If you live in a very sunny climate, photovoltaics can generate enough electricity to heat and power your home.
If you want to live completely off the grid, solar energy can both power and heat your home. But the systems are very expensive and require a lot of daily sunshine to effectively operate. (On cloudy days, traditional electric service kicks in if the photovoltaics aren’t producing enough electricity.)
Biomass fuels: feel the burn
The oldest fuel source known to man, biomass fuels are plant matter that can be burned to provide heat. The three most common forms of biomass fuels for the home are wood, processed cellulose pellets and corn. If you have easy access to firewood, a wood stove can heat a house for pocket change. Basic wood-burning stoves are much cheaper than other heating systems, and they don’t contribute to the greenhouse gases associated with fossil fuels (though they do release particulate matter into the atmosphere).

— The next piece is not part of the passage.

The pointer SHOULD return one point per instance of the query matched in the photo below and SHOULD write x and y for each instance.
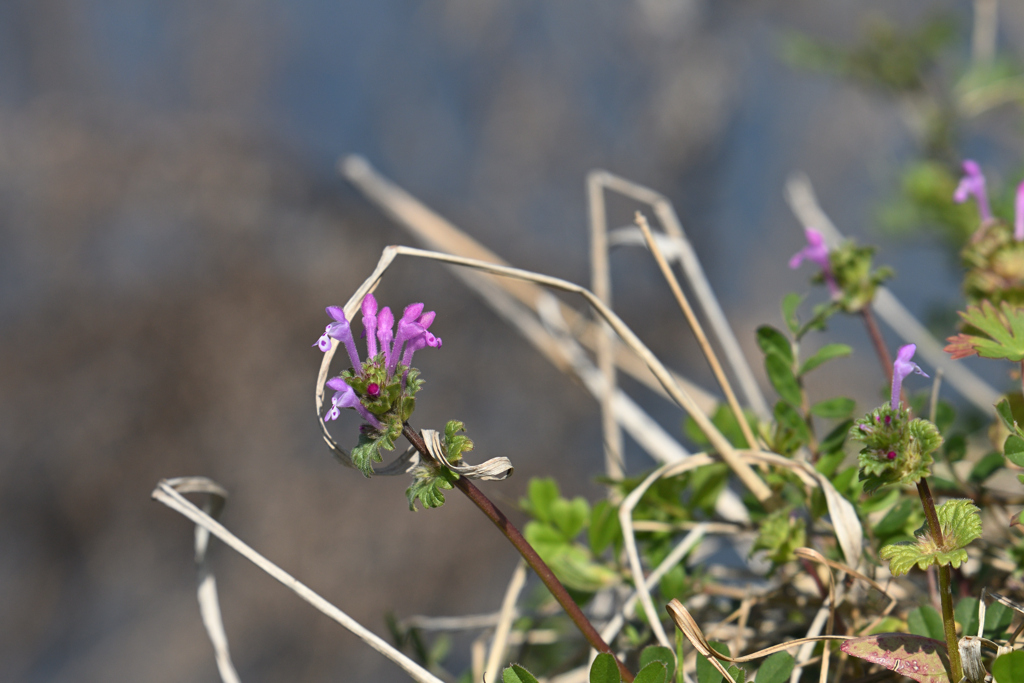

Similarly, pellets and corn can be burned like wood and are quite economical. Pellets cost about $200 a ton; corn usually averages about $75 a ton (roughly 36 bushels). Considering it takes about 2-1/2 to 3 tons of fuel to heat a 2,500-sq.-ft. home for one season, the cost savings from these alternative fuels can be quite substantial.
The main downside to using biomass fuels is labor. Firewood has to be cut (unless you simply have it delivered), and the burners must be regularly stocked with fuel. And because all three sources require a blower motor to move the heat out of the stove and throughout the house, you’ll still use some electricity.
Given the host of available options, choosing a heating system requires investigation and careful consideration of a variety of factors. When making your decision, determine how much you’re willing to spend on equipment, learn about financial incentives available from local utility companies, and think about how much work you want to put into maintaining a system. Also analyze installation costs and how much money each system could save you. Once you’ve looked at all the facts, you’ll be able to select the option that best suits your priorities.
Moving the Fire Outside
Outdoor furnaces are growing in popularity not only because they move the mess and hazards of a fire outside but also because one unit can heat your house as well as your shop (and a hot tub or swimming pool to boot).
An outdoor furnace, which resembles a sheet-metal garden shed with a chimney, is a wood-, corn- or pellet-fueled boiler that heats water and pumps it into your home, where it’s distributed through a radiant floor system, individual room radiators or a heat exchanger in the plenum of an existing forced-air furnace. The entire system is digitally controlled, and an indoor thermostat fires the furnace – when more heat is needed, the thermostat sends a signal to produce additional combustion air. Expect to pay between $4,500 and $7,500 for most units.